Overbosch Femke W, Schinkel Janke, Stolte Ineke G, Prins Maria, Sonder Gerard J B
Department of Infectious Diseases, Public Health Service (GGD), Amsterdam, the Netherlands.
National Coordination Centre for Traveller's Health Advice (LCR), Amsterdam, the Netherlands.
PLoS One. 2018 Feb 7;13(2):e0192193. doi: 10.1371/journal.pone.0192193. eCollection 2018.
Dengue is increasing rapidly in endemic regions. Data on incidence among travelers to these areas are limited.

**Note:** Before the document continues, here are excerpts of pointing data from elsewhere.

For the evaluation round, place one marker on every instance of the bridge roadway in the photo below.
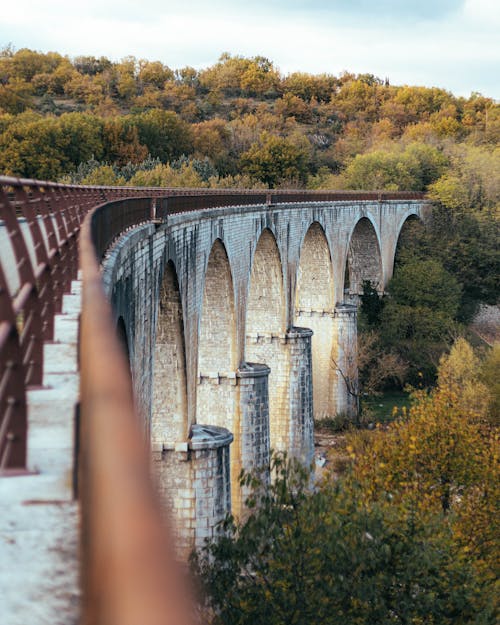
(234, 321)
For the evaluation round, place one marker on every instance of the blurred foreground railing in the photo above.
(128, 572)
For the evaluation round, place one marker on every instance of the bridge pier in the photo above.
(301, 424)
(252, 441)
(290, 389)
(345, 360)
(194, 484)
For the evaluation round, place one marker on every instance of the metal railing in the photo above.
(128, 570)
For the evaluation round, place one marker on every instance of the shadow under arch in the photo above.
(314, 309)
(169, 422)
(410, 231)
(121, 334)
(363, 261)
(266, 332)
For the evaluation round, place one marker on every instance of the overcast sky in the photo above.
(453, 44)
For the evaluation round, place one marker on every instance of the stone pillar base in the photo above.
(254, 426)
(301, 423)
(194, 484)
(345, 354)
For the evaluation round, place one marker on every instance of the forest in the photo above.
(404, 527)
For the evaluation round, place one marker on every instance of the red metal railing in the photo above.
(128, 573)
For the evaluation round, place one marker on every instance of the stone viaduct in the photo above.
(232, 319)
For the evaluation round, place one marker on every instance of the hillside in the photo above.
(237, 123)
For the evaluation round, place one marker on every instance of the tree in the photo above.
(164, 133)
(442, 456)
(275, 160)
(418, 320)
(331, 556)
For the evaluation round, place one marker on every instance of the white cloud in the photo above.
(455, 46)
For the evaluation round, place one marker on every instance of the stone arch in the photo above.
(364, 259)
(411, 225)
(266, 332)
(122, 336)
(266, 308)
(169, 405)
(217, 341)
(314, 309)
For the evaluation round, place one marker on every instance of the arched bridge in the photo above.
(228, 313)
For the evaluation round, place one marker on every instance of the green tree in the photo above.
(333, 556)
(275, 160)
(418, 319)
(164, 133)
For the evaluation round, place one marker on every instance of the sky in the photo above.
(454, 44)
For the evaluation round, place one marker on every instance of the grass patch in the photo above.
(381, 408)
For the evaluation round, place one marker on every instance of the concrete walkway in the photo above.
(38, 515)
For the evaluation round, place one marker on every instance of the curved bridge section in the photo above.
(222, 313)
(238, 319)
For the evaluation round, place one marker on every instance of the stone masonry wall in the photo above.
(255, 267)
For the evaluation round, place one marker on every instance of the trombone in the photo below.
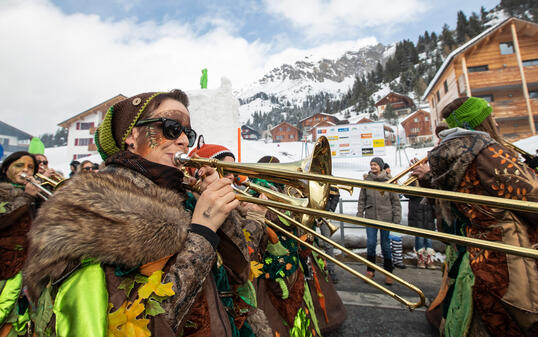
(295, 174)
(271, 194)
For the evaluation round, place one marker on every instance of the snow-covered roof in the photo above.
(413, 114)
(279, 124)
(462, 48)
(319, 113)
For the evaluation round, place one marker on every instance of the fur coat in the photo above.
(120, 218)
(506, 286)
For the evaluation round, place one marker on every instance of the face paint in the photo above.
(23, 164)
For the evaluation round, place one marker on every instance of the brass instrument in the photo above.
(54, 181)
(291, 172)
(410, 180)
(43, 192)
(342, 265)
(301, 174)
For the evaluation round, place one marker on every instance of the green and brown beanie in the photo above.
(119, 121)
(470, 114)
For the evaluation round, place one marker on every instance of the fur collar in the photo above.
(451, 158)
(116, 217)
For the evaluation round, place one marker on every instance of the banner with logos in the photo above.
(354, 140)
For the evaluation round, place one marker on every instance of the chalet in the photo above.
(390, 137)
(248, 132)
(285, 132)
(417, 127)
(322, 123)
(307, 123)
(499, 65)
(13, 139)
(401, 104)
(81, 128)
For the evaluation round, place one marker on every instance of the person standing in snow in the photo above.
(492, 291)
(381, 206)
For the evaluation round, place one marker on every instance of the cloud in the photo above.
(55, 65)
(321, 18)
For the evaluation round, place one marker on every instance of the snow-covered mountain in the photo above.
(292, 84)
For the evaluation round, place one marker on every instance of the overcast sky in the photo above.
(61, 57)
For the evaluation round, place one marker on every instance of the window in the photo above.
(488, 98)
(83, 141)
(528, 63)
(476, 69)
(506, 48)
(84, 126)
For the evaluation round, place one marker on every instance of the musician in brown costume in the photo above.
(119, 252)
(492, 293)
(18, 205)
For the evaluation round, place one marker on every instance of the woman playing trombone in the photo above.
(18, 198)
(492, 290)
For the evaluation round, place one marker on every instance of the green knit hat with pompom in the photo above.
(470, 114)
(118, 123)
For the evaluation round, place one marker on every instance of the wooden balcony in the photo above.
(502, 77)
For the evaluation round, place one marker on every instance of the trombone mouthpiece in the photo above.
(181, 158)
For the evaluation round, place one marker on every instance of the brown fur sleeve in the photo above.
(106, 217)
(188, 273)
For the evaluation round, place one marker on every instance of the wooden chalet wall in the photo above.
(483, 70)
(285, 132)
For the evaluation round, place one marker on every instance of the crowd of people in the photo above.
(143, 246)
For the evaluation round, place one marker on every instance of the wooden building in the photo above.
(285, 132)
(401, 104)
(417, 127)
(499, 65)
(82, 127)
(314, 128)
(248, 132)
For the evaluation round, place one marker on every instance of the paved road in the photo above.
(371, 313)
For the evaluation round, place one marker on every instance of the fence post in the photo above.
(341, 209)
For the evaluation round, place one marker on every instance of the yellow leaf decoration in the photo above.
(123, 322)
(247, 235)
(154, 285)
(255, 270)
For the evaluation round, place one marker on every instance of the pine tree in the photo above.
(447, 39)
(461, 28)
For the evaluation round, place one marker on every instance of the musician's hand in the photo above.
(214, 204)
(208, 176)
(31, 189)
(420, 170)
(255, 207)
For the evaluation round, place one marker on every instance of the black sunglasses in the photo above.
(172, 129)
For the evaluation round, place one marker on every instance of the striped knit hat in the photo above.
(470, 114)
(118, 123)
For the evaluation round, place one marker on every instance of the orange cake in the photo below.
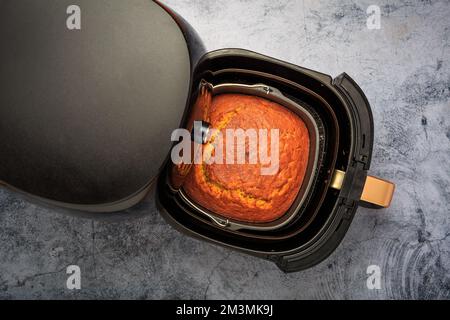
(240, 191)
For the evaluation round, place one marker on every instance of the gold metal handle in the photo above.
(377, 192)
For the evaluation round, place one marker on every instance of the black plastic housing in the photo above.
(349, 140)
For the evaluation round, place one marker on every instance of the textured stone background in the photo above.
(403, 68)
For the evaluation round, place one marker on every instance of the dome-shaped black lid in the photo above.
(90, 91)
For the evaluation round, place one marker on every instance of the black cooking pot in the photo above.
(92, 90)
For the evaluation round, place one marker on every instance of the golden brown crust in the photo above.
(239, 191)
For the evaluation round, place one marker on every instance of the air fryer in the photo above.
(86, 116)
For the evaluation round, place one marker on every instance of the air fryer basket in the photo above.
(348, 134)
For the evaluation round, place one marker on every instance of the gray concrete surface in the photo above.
(403, 68)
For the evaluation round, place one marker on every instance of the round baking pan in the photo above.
(312, 122)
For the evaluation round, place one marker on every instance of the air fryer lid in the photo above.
(86, 115)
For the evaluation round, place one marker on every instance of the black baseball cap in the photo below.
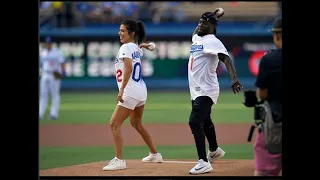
(211, 17)
(277, 25)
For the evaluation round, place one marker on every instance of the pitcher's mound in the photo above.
(167, 168)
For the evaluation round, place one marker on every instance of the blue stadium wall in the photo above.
(90, 53)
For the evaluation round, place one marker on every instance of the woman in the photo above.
(132, 92)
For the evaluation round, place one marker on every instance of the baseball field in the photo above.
(80, 142)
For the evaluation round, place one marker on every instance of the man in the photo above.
(52, 68)
(205, 53)
(269, 87)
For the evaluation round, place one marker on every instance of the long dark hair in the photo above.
(137, 27)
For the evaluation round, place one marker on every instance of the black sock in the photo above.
(210, 133)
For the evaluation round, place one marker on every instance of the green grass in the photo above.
(161, 107)
(51, 157)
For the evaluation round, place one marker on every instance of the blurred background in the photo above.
(87, 34)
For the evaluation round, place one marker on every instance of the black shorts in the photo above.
(201, 108)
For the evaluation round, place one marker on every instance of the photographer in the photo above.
(268, 143)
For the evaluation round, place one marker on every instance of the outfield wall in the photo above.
(90, 54)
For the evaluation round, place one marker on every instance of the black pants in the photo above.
(201, 125)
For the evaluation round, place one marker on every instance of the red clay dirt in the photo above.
(170, 134)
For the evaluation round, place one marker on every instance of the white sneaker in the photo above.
(201, 167)
(157, 158)
(115, 164)
(212, 156)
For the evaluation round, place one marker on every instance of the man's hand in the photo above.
(120, 94)
(236, 85)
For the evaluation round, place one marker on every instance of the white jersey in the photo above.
(203, 62)
(136, 87)
(51, 60)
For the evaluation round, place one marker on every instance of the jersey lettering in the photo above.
(134, 72)
(196, 48)
(136, 55)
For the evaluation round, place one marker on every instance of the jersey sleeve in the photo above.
(214, 47)
(124, 52)
(195, 37)
(61, 58)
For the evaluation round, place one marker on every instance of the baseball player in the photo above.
(205, 53)
(132, 94)
(52, 69)
(269, 88)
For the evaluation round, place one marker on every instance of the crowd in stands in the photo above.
(66, 14)
(73, 14)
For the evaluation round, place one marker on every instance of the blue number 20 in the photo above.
(134, 72)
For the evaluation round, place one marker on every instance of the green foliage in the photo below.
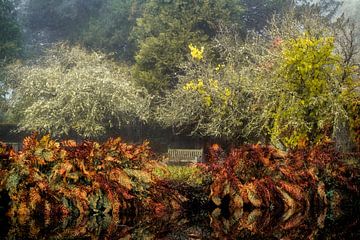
(310, 75)
(70, 89)
(10, 36)
(110, 29)
(191, 175)
(166, 29)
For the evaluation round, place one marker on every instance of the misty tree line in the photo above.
(278, 71)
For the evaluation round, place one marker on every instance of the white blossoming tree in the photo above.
(72, 90)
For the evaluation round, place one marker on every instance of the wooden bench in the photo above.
(185, 155)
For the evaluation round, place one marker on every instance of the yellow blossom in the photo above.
(196, 53)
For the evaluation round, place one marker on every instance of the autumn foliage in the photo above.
(258, 176)
(66, 179)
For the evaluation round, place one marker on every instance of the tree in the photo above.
(71, 90)
(10, 47)
(308, 80)
(165, 30)
(10, 36)
(290, 85)
(110, 29)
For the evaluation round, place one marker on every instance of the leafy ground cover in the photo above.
(89, 180)
(61, 179)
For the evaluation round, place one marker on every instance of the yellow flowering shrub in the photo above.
(196, 53)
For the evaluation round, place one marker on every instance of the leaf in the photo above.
(121, 177)
(252, 195)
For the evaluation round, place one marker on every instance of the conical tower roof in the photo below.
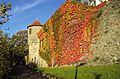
(35, 23)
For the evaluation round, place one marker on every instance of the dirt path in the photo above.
(23, 72)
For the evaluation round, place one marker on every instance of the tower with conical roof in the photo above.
(34, 44)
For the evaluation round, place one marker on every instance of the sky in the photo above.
(25, 12)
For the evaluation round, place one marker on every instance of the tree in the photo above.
(5, 59)
(19, 46)
(4, 8)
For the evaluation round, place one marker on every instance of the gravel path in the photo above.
(23, 72)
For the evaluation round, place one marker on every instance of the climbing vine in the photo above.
(70, 32)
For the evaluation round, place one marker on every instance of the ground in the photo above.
(23, 72)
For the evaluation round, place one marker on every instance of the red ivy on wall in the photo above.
(70, 32)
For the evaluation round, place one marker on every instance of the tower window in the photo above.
(30, 31)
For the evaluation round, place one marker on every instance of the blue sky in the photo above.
(24, 12)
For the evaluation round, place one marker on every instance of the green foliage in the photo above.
(85, 72)
(4, 16)
(5, 55)
(12, 51)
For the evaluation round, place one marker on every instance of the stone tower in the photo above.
(34, 44)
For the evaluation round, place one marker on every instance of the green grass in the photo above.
(84, 72)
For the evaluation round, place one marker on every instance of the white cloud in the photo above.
(27, 6)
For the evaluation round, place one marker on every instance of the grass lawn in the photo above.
(84, 72)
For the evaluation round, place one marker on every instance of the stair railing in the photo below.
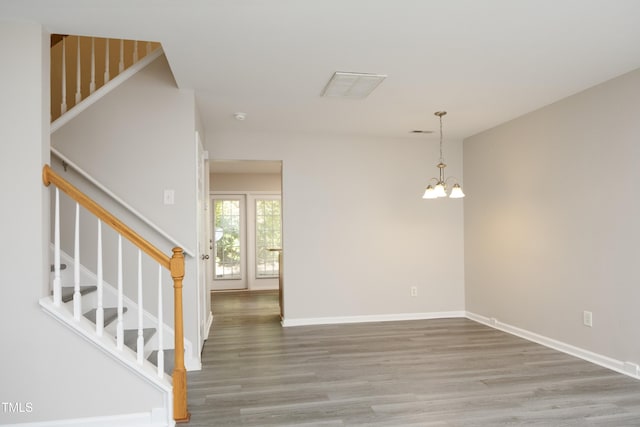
(174, 264)
(81, 65)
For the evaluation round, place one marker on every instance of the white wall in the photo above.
(551, 218)
(138, 141)
(245, 182)
(42, 362)
(357, 233)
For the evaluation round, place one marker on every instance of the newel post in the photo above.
(180, 413)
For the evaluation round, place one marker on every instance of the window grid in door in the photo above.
(228, 251)
(268, 236)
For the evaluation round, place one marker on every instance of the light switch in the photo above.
(169, 197)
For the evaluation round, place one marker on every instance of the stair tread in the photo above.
(67, 292)
(169, 359)
(131, 337)
(110, 314)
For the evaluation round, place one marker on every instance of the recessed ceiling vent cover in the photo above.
(352, 85)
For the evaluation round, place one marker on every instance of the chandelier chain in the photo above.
(441, 159)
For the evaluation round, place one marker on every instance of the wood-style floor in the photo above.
(449, 372)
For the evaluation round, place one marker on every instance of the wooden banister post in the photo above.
(180, 412)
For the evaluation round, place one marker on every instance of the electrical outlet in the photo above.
(587, 318)
(169, 197)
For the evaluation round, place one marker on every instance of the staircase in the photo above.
(150, 327)
(101, 313)
(131, 330)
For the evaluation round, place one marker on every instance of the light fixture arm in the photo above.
(439, 190)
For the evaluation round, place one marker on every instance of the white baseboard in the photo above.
(371, 318)
(626, 368)
(155, 418)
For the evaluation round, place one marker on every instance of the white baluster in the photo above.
(63, 105)
(135, 51)
(100, 308)
(57, 289)
(78, 76)
(140, 346)
(106, 62)
(160, 326)
(120, 325)
(77, 302)
(121, 63)
(92, 84)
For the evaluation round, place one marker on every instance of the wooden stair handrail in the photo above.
(175, 265)
(49, 176)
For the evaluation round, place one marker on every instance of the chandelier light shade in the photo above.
(437, 187)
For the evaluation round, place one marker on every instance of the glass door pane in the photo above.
(228, 250)
(268, 236)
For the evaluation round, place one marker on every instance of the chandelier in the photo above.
(440, 188)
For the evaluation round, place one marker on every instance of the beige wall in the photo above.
(357, 234)
(245, 182)
(551, 220)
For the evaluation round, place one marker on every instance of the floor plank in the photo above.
(443, 372)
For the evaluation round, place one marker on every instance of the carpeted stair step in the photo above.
(67, 292)
(110, 314)
(131, 337)
(62, 267)
(169, 359)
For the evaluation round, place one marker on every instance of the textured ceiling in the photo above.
(485, 62)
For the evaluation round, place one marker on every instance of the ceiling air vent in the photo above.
(351, 85)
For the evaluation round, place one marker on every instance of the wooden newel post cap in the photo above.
(177, 264)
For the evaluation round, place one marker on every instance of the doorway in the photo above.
(246, 211)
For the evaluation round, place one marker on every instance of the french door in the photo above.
(246, 229)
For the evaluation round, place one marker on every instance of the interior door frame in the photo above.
(255, 283)
(204, 249)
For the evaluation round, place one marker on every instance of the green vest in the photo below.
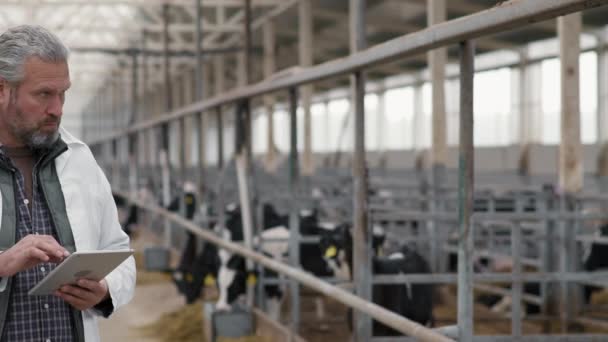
(51, 188)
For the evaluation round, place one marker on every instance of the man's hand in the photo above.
(29, 252)
(85, 294)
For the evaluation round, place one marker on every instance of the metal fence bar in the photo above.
(465, 193)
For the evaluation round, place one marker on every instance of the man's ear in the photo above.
(4, 91)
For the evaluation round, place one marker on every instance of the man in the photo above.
(54, 200)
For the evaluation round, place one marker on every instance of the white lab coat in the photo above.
(94, 220)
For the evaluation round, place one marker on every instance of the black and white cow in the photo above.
(232, 274)
(595, 260)
(413, 301)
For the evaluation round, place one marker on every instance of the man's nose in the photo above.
(55, 106)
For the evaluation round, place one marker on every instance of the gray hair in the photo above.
(21, 42)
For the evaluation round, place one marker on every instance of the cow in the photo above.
(413, 301)
(232, 274)
(596, 259)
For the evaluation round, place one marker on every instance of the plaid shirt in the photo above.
(35, 318)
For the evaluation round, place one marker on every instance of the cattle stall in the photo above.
(443, 215)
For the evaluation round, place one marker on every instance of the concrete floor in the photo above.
(149, 303)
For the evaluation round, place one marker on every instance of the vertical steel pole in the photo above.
(164, 152)
(516, 287)
(132, 139)
(294, 231)
(199, 92)
(465, 193)
(361, 247)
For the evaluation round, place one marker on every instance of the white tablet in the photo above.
(93, 265)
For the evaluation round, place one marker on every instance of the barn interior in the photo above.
(462, 142)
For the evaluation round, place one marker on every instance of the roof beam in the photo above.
(140, 3)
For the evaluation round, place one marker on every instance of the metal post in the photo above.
(164, 152)
(294, 231)
(220, 138)
(132, 139)
(465, 193)
(570, 151)
(269, 69)
(361, 267)
(247, 79)
(198, 77)
(516, 287)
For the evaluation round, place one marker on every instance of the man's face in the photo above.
(30, 113)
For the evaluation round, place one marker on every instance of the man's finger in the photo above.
(76, 302)
(78, 292)
(35, 253)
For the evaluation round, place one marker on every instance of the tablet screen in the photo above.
(93, 265)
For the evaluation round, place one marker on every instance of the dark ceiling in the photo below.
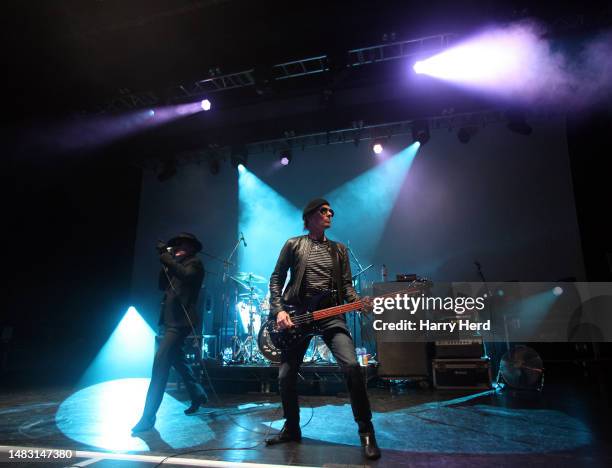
(73, 56)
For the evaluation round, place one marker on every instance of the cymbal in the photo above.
(250, 277)
(247, 295)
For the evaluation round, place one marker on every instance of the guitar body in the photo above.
(272, 340)
(274, 337)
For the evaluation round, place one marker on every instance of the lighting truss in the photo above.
(283, 71)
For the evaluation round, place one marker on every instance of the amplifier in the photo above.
(470, 348)
(455, 374)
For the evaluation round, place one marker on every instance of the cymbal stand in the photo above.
(357, 285)
(226, 299)
(250, 306)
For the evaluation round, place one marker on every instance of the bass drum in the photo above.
(266, 347)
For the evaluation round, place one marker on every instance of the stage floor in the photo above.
(565, 426)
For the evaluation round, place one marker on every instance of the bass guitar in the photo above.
(272, 340)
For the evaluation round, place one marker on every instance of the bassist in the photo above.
(316, 265)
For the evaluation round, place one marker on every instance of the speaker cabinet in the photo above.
(400, 359)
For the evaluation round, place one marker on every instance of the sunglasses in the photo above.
(325, 211)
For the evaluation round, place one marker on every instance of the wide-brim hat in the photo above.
(313, 205)
(185, 236)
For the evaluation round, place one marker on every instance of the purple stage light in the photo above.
(520, 62)
(490, 59)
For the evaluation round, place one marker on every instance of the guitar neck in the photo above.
(344, 308)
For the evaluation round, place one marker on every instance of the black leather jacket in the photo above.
(293, 258)
(187, 275)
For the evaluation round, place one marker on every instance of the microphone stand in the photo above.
(490, 301)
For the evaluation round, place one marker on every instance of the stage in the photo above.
(415, 427)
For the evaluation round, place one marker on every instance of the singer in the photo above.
(181, 279)
(318, 264)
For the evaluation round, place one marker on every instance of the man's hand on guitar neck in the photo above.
(368, 304)
(283, 320)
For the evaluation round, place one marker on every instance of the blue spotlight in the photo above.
(374, 191)
(261, 208)
(127, 353)
(112, 409)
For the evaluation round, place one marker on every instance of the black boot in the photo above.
(287, 434)
(146, 423)
(196, 403)
(369, 445)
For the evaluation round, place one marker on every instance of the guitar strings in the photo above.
(339, 309)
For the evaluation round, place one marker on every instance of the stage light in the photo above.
(378, 146)
(128, 352)
(420, 131)
(285, 157)
(419, 67)
(375, 190)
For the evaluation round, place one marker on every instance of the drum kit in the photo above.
(248, 345)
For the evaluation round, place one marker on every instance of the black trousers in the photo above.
(170, 354)
(341, 346)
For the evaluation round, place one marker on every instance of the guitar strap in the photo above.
(337, 273)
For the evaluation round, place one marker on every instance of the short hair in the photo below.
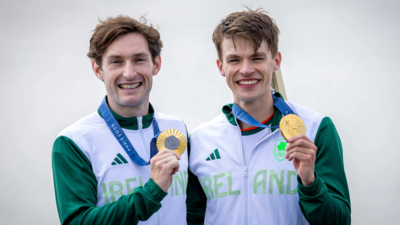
(108, 30)
(253, 24)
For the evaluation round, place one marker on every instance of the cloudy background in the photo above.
(340, 58)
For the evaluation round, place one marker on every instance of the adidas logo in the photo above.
(119, 160)
(213, 156)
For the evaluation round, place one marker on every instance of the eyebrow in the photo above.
(134, 55)
(257, 54)
(262, 54)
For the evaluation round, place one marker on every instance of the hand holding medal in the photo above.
(173, 140)
(300, 149)
(171, 144)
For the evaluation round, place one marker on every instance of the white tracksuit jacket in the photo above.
(262, 190)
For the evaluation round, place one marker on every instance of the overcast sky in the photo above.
(340, 58)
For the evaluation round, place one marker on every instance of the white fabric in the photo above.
(223, 179)
(249, 141)
(92, 135)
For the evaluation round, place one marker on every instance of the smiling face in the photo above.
(248, 73)
(127, 71)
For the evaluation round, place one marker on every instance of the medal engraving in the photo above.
(173, 140)
(291, 125)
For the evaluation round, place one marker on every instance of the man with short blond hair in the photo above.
(106, 168)
(242, 170)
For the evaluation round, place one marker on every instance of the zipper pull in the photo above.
(140, 121)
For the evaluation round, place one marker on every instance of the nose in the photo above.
(246, 68)
(129, 71)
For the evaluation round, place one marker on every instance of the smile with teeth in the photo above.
(248, 82)
(129, 86)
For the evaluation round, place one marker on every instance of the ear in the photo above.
(220, 67)
(278, 60)
(97, 70)
(157, 65)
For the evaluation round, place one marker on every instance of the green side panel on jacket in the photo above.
(327, 200)
(76, 191)
(196, 200)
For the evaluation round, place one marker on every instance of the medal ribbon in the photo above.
(243, 116)
(123, 140)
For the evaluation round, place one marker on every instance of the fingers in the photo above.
(167, 152)
(300, 141)
(303, 156)
(301, 150)
(297, 137)
(166, 161)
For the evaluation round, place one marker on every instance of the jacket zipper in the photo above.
(245, 179)
(245, 173)
(146, 145)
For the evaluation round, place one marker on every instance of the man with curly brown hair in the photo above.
(105, 169)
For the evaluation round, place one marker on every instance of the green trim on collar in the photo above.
(131, 123)
(274, 121)
(227, 110)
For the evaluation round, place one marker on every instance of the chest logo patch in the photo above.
(279, 149)
(214, 155)
(119, 160)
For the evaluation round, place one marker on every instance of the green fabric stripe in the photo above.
(117, 160)
(227, 110)
(122, 158)
(217, 153)
(212, 156)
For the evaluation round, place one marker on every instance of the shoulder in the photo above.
(167, 117)
(311, 118)
(86, 125)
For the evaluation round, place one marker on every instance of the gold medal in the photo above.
(173, 140)
(291, 125)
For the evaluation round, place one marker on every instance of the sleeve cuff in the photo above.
(313, 189)
(154, 190)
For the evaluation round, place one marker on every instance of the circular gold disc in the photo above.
(173, 137)
(291, 125)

Five prospective studies have been performed thus far, mainly among short-term travelers.
To obtain the attack and incidence rate (AR, IR) of dengue virus (DENV) infection among long-term travelers and identify associated risk factors.
A prospective study was performed among long-term travelers (12-52 weeks) attending the Public Health Service in Amsterdam. Clients planning to travel to (sub)tropical countries were invited to participate. Participants kept a travel diary, recording itinerary, symptoms, and physician visits. Pre- and post-travel blood samples were serologically tested for the presence of Anti-DENV IgG antibodies. Seroconversion was considered suggestive of a primary DENV infection. Anti-DENV IgG present in both corresponding samples in combination with a post-/pre-travel ratio of ≥4:1 was suggestive of a secondary infection. Risk factors for a DENV infection were studied using poisson regression.
In total, 600 participants were included; median age was 25 years (IQR: 23-29), 35.5% were male, and median travel duration was 20 weeks (IQR: 15-25). In 39 of 600 participants (AR: 6.5%; 95% CI 4.5-8.5%) anti-DENV IgG test results were suggestive of a recent infection, yielding an IR of 13.9 per 1,000 person-months traveling (95%CI: 9.9-19.1). No secondary infections were found. IR for Asia, Africa, and America were comparable and 13.5, 15.8, and 13.6 per 1,000 person-months respectively. Of participants with a recent DENV infection, 51% did not report dengue-like illness (DLI) or fever, but 10% were hospitalized. In multivariable analysis, travelers who seroconverted were significantly more likely to be vaccinated with ≥2 flavivirus vaccines for the current trip or to have reported DLI in >1 consecutive weeks.
Long-term travelers are at substantial risk of DENV infection. Half of those with a DENV infection reported no symptoms, but 10% were hospitalized, demonstrating the importance of advising anti-mosquito measures during travel.
登革热在流行地区正迅速增加。前往这些地区的旅行者的发病率数据有限。迄今为止已开展了五项前瞻性研究,主要针对短期旅行者。
获取长期旅行者中登革热病毒(DENV)感染的发病率和罹患率(AR,IR),并确定相关危险因素。
对前往阿姆斯特丹公共卫生服务机构的长期旅行者(12 - 52周)进行了一项前瞻性研究。邀请计划前往(亚)热带国家旅行的客户参与。参与者记录旅行日记,记录行程、症状和就医情况。旅行前后采集血样,进行抗DENV IgG抗体的血清学检测。血清转化被认为提示原发性DENV感染。两份相应样本中均存在抗DENV IgG且旅行后/旅行前比值≥4:1提示继发性感染。使用泊松回归研究DENV感染的危险因素。
共纳入600名参与者;中位年龄为25岁(四分位间距:23 - 29岁),35.5%为男性,中位旅行时长为20周(四分位间距:15 - 25周)。600名参与者中有39人(AR:6.5%;95%CI 4.5 - 8.5%)的抗DENV IgG检测结果提示近期感染,每1000人 - 月旅行的发病率为13.9(95%CI:9.9 - 19.1)。未发现继发性感染。亚洲、非洲和美洲的发病率相当,分别为每1000人 - 月13.5、15.8和13.6。在近期感染DENV的参与者中,51%未报告登革热样疾病(DLI)或发热,但10%住院治疗。在多变量分析中,发生血清转化的旅行者更有可能在本次旅行中接种≥2种黄病毒疫苗或连续>1周报告DLI。
长期旅行者有感染DENV的重大风险。感染DENV的人中有一半未报告症状,但10%住院治疗,这表明旅行期间建议采取防蚊措施的重要性。